The One I Need
Page 21
“Think if it was your sister who was dead. Your mother who still suffered.” She leaned toward him, hazel eyes blazing. “Wouldn’t you do whatever you could to see that the person responsible was caught and punished?”
Her voice trembled with emotion, and her eyes held a sheen.
Cameron forced himself to take a step back and consider the situation from her perspective. He thought of Nyla and Eve. If something like that had happened to them, he’d absolutely want the person responsible punished.
“I definitely would.” His quiet tone held an edge of steel. “But that doesn’t negate the fact that you should have been honest with me from the start.”
“I know.” Juin met his accusing gaze with a steady one of her own before her eyes dropped to her tightly clenched hands. “It’s just that we were having so much fun.”
Even as the silence between them stretched and extended, her wistful tone softened his irritation, just a little.
“Have you considered for one second that the person who hit your sister may not have come from the party?”
“Yes, but the list is all I have to go on.” Juin expelled a weary breath. “My mother is suffering horribly, Cameron. With the ten-year anniversary of Aubrey’s death approaching, I have to do whatever I can to give her some peace.”
“Have you discovered anything of value?”
She shook her head, and her shoulders slumped. “Not really.”
“I wish you luck in your quest.” Cameron sat back in his seat. He didn’t say more. There wasn’t anything more to say.
Juin pushed open the car door.
Cameron remained where he was, not bothering to step from the vehicle.

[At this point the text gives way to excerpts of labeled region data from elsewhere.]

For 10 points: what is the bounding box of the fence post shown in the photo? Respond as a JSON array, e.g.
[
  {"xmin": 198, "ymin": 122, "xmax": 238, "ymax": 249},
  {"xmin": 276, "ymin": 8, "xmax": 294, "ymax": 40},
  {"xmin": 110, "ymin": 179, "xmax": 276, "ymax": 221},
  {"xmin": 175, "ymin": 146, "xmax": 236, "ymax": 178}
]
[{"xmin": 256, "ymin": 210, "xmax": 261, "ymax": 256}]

“Good-bye, Cameron.” She leaned over the open door. “I’m sorry if my questions screwed things up between us, but I had to ask.”
“Good-bye, Juin.”
* * *
June stood on the stoop of her apartment building and watched him drive away. It struck her that she hadn’t gotten around to telling him about her relationship with his grandmother.
One more thing to push them apart.
She hadn’t known how Cameron would react to the inquisition. With anger? With recriminations? With threats? While she couldn’t imagine the man that she’d begun to know reacting in any of those ways, they were still very much strangers.
If she’d learned anything over the past year, it was that no one liked being interrogated. She’d learned to ease into the topic, to gain sympathy first before probing too deeply.
She’d read books and watched videos on interrogation techniques used by law enforcement. Had honed her skills in that area.
Then, what had she done with Cameron? She’d ignored everything she’d learned and gone with honesty. Pure and simple truth.
At this moment, she wasn’t sure why she’d gone that route. Other than with those blue eyes fixed on her and his warm hand blanketing hers, she hadn’t wanted any lies between them.
The crazy thing was, she believed him. Believed that he hadn’t come upon the scene until after the rescue vehicles had arrived. Believed him when he’d said he had nothing to do with her sister’s death.
Even when her heart had told her it couldn’t be him, she’d forced herself to ask the questions. She hadn’t wanted her feelings for him to blind her to the truth.
Now, she would go up to her apartment and add the information he’d given her to her database, knowing that whatever she’d learned tonight hadn’t been worth losing Cameron Driskill’s friendship.
* * *
On the drive home, Cameron let his conversation with Juin—or maybe he should think of her by her American name now that he knew it—circle in his head. He couldn’t remember the last time he’d thought of those early years in Denver.
While he now loved everything the Mile High City had to offer, the transition from small-town life in Silver Creek to Denver had been a rocky one. Other than Anson, who’d lived in the same Cherry Creek neighborhood and attended the same school, Cameron had had difficulty making friends.
Oh, he’d had plenty of acquaintances, boys with pockets full of cash and unlimited access to their parents’ credit cards who loved to party.